O Micronaut oferece, por padrão, duas formas de criar uma aplicação:
Através de uma ferramenta de CLI
Através de uma ferramenta online de criação de projetos, chamada de Micronaut Launch
Particularmente não gosto da forma como uma aplicação Micronaut é criada por essas ferramentas pois os arquivos de configuração gradle são complexos (várias ferramentas e bibliotecas configuradas) e pouco documentado (gosto de ter o controle do que está sendo configurado e porque). Prefiro criar um projeto Kotlin do zero e configurar manualmente o necessário para o Micronaut funcionar.
Deste modo, o objetivo desta postagem é justamente descrever como configurar o Micronaut a partir de um projeto Kotlin criado do zero via IntelliJ IDEA Community Edition.
Criando o Projeto Kotlin
Partindo da premissa que você já possua o OpenJDK e o IntelliJ IDEA Community Edition devidamente configurados, abra o IntelliJ e na tela principal clique no botão New Project

Após clicar no botão New Project, será exibida uma janela para preencher um formulário com os dados no novo projeto.

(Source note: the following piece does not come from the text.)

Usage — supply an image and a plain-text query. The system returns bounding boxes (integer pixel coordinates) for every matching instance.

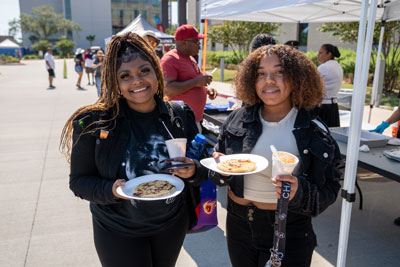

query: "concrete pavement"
[0,60,400,267]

Os seguintes valores foram utilizados:
O campo Name foi preenchido com o valor sample
No campo Language foi selecionado a opção Kotlin
No campo Build System foi selecionado a opção Gradle
No campo JDK selecione a versão do JDK a ser utilizada (nesta postagem foi utilizado o OpenJDK 17)
No campo Gradle DSL foi selecionado a opção Kotlin
Em Advanced Settings foi preenchido da seguinte maneira:
O campo GroupId foi preenchido com o valor br.dev.profbrunolopes (ajuste esse valor conforme o domínio reverso utilizado em suas aplicações)
O campo ArtifactId foi preenchido com o valor sample (geralmente utiliza-se o mesmo valor utilizado no campo Name)
A imagem abaixo exibe os campos do formulário de criação de um projeto configurado conforme descrito anteriormente.

Após preencher o formulário com os devidos valores, clique no botão Create (canto inferior direito) e um projeto Kotlin com Gradle será criado.
Foram utilizados as seguintes ferramentas durante a escrita desta postagem:
IntelliJ IDEA Community Edition 2023.1.4
OpenJDK 17
Kotlin 1.9.10
Gradle 8.3
Micronaut 4.1.5
Configurando o Gradle
Com o projeto devidamente criado, vamos configurar o Gradle editando primeiramente o arquivo build.gradle.kts
com o conteúdo a seguir:
plugins {
kotlin("jvm") version "1.9.10"
id("io.micronaut.application") version "4.1.2"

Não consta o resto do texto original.